Satire, libel and investigative journalism: 50 years of Private Eye

Satirical magazine ‘Private Eye’ celebrated 50 years in print on Tuesday, having published 1,300 issues of biting commentary on the news, investigative journalism and jokes.

First published in 1961, the title rose to become Britain’s best selling news and current affairs magazine through a mix of serious investigation and irreverent humour.

It came from humble beginnings having been an expansion of Shrewsbury School magazine, ‘The Salopian’- a title fronted by Richard Ingrams, Willie Rushton, Christopher Booker and Paul Foot in the mid-1950s.

[In pictures: Iconic Private Eye front covers]

Joined by Peter Usborne and Andrew Osmond (among others) the group launched the very first issue on 25 October 1961, an effort first funded by Osmond. The result was a rudimentary yellow magazine, unrecognizable from ‘Private Eye today’.

Although Willie Rushton expected the title to last about four months before they would all move on, it was a success and became renowned for its investigative journalism fronted by Paul Foot.

“I always remember Paul Foot saying to me years ago that he was fine with the fact that people bought ‘Private Eye’ for the jokes, they left it by the loo and two weeks later they’d be leafing through the stuff they haven’t read,” Adam Macqueen, ‘Private Eye’ journalist and author of ‘Private Eye: the first 50 years’, told Yahoo! News. “That is when they would get to his [Foot’s] stuff and they would [get] cross about it and take it seriously.”

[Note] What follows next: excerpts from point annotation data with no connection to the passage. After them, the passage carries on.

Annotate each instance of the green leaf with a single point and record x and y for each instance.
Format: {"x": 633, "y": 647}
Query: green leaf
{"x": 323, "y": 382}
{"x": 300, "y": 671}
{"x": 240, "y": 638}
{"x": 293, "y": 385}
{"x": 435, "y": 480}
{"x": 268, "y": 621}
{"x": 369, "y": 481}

Foot’s involvement in investigations made ‘Private Eye’ a distinguished story-breaker – though that courted a number of legal proceedings during the 1970s and 1980s. ‘Private Eye’ has attracted a number of libel lawsuits, most notably with tycoon and publisher James Goldsmith who attempted to bankrupt the magazine in a criminal libel suit. Claiming that ‘Private Eye’ had said he sheltered Lord Lucan [who vanished after the death of his family nanny, Sandra Rivett], the tycoon eventually came to a settlement with the title.

‘Private Eye’ was also forced to make a £60,000 payout to the wife of “Yorkshire Ripper” Peter Sutcliffe in 1989, after claiming that she had negotiated with press to profit from the attention she had attracted. The High Court initially awarded Sonia Sutcliffe £600,000 in damages, a British libel record until it was reduced tenfold on appeal. “If that’s justice, then I’m a banana,” editor Ian Hislop famously said.

“It is a surprise that it [Private Eye] made it through early uncertainty and really big court cases in the earlier years,” Macqueen told Yahoo! News. “It is not recklessness, Ian [Hislop] will always print stories as long as he thinks they are true and he has got evidence – he doesn’t require as much evidence as legal teams on newspapers but that is because most are terrified of a writ.” Hislop became the most sued man in English legal history, a feat listed in the Guinness Book of Records.

Central to the magazine’s success over the last 50 years has been the popularity and social impact the title has enjoyed.

“’Private Eye’ and other things have completely changed the way we look at politicians, the royal family and all of our elected leaders,” Macqueen said. “It was the end of the deferent post-war period that ‘Private Eye’ arrived in.“Even if you go back 30 years you have got people getting outraged at ‘Spitting Image’ dolls of the Queen Mother, it is amazing how much social attitudes have changed and what people are willing to accept and find funny. It has made people more questioning and less willing to accept the official version of things.”

Macqueen believes that the magazine’s reputation for investigative journalism is safe even after the death of Paul Foot in 2004. Richard Brooks, a former tax inspector hired by Foot, has broken a number of stories that Macqueen says are “not sexy but are big news…mostly about taxpayers money being wasted on things”. Brooks is one of a “really solid group of investigative people working behind the scenes, continuing to break stories”, Macqueen explained.

‘Private Eye’ hit its best sales figures since 1992 in the second half of last year, with an average 210,218 copies sold per issue. Amid a new age of political scandal and sleaze, the first 50 years are just the beginning.